Publié le 6 février 2026 à 20h56. Le troisième volet de la saga horrifique The Strangers, sorti en salles, déçoit les attentes et peine à justifier l’existence même de cette trilogie, selon une critique récente.
- Le film, réalisé par Renny Harlin, manque cruellement de tension et d’originalité.
- Le personnage principal, Maya, interprété par Madelaine Petsch, apparaît dénué de réaction face à des événements horribles.
- L’intrigue, qui devait opposer Maya au chef des assassins, se résume à une série de dialogues insipides et de décisions illogiques.
The Strangers – Chapitre 3, disponible depuis peu dans les salles obscures, laisse un sentiment de vide et d’inachevé. Le film, qui conclut une trilogie débutée avec le premier volet en 2008, peine à offrir une conclusion satisfaisante à l’histoire de Maya, survivante confrontée à des tueurs masqués sans motif apparent. L’absence de développement narratif et de profondeur thématique est pointée du doigt par les critiques.
Dans ce troisième opus, Maya, après avoir réussi à éliminer l’une des trois figures emblématiques des « Étrangers » – surnommée « Pin-Up Girl » – se retrouve face à un dilemme. Au lieu d’une confrontation haletante avec « Scarecrow », le chef du groupe, le film prend une tournure inattendue. Une rencontre étonnamment calme entre les deux protagonistes révèle un passé commun tragique, celui d’avoir chacun causé la mort d’un être cher à l’autre. Scarecrow propose alors à Maya de quitter la ville, mais, comme il est de mise dans un film d’horreur, elle choisit de rester, entraînant ainsi une nouvelle escalade de violence.
Le scénario accumule les incohérences. Maya, dotée d’un véhicule d’évasion performant, le détruit par négligence. Le nombre de victimes s’alourdit, au point de soulever la question d’une éventuelle catastrophe sanitaire dans la ville. Mais le plus déconcertant reste le manque de réaction de Maya face à la brutalité des événements. Lorsqu’elle assiste à l’assassinat d’une personne qu’elle devrait théoriquement apprécier, elle ne manifeste aucune émotion, aucun signe de détresse.

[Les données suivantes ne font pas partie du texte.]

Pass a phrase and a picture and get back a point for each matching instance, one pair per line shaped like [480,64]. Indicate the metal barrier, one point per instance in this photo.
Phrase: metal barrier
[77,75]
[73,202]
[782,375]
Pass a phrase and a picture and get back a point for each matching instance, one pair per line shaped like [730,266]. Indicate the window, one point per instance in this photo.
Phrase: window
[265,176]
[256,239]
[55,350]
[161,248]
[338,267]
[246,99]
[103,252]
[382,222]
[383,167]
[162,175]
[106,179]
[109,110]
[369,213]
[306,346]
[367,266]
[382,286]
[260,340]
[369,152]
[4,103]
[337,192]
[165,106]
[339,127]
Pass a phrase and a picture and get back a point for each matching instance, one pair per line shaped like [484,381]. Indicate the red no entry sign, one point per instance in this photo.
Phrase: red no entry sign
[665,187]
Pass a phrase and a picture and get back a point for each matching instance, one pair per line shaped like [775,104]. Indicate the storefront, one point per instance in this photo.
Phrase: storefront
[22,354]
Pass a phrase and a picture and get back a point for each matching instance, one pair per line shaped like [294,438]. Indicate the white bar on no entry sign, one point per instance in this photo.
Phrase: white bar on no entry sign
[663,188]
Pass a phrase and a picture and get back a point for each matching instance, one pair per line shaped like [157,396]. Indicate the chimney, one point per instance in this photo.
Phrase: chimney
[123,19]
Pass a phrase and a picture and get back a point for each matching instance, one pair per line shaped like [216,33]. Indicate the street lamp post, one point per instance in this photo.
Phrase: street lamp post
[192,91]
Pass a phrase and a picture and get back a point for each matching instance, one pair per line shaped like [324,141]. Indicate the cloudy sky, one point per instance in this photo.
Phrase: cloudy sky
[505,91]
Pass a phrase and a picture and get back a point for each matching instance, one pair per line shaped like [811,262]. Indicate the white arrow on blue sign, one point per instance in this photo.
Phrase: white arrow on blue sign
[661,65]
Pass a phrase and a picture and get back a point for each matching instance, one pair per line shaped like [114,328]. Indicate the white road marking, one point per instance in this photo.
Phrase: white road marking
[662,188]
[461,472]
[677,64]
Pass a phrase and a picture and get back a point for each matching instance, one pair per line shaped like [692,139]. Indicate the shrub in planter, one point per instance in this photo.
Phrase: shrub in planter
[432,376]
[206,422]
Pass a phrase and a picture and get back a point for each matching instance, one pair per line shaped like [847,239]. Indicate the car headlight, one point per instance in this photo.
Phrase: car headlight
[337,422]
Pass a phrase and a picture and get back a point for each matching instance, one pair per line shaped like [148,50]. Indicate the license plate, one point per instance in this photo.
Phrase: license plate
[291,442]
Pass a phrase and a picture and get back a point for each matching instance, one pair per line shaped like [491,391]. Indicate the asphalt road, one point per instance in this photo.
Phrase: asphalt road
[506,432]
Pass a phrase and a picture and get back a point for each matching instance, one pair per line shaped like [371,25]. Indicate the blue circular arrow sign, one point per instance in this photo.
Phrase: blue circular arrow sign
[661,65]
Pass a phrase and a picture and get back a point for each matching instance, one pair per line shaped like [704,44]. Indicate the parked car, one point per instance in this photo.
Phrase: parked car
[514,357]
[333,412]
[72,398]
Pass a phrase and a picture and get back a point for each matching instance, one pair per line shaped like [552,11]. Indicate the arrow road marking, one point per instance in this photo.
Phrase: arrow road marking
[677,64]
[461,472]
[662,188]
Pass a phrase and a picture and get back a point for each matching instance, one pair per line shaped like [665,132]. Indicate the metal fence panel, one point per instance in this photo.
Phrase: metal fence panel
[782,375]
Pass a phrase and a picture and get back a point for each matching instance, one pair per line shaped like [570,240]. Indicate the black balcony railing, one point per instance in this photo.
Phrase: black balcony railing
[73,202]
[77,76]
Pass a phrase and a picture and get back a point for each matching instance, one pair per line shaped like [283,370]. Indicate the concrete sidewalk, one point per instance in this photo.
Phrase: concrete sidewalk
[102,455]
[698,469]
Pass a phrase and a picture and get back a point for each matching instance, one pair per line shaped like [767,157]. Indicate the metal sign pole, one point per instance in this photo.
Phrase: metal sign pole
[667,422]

Cette absence d’investissement se traduit également par l’introduction de personnages secondaires rapidement éliminés, sans que le spectateur ait le temps de s’y attacher. Les motivations des antagonistes restent floues, et les scènes censées dévoiler leurs origines n’apportent aucune réelle éclaircissement. Le film manque cruellement de sang et de suspense, malgré un nombre élevé de morts. Les spectateurs en quête de sensations fortes pourraient préférer se tourner vers d’autres productions, comme Send Help de Sam Raimi, sorti récemment.
« C’est le pire volet d’une trilogie de films sur lesquels je n’ai sincèrement rien de vraiment positif à dire. »
Critique (non nommé dans la source)
En définitive, The Strangers – Chapitre 3 apparaît comme une conclusion décevante à une trilogie qui n’a jamais réussi à captiver pleinement le public. Le film souffre d’un manque d’ambition, de nuances et de tension, et laisse une impression de paresse créative. Même si Madelaine Petsch avait montré un certain potentiel dans le deuxième volet, elle semble ici dénuée de toute expression, comme si l’ensemble de l’équipe avait perdu tout intérêt pour le projet après trois films consécutifs.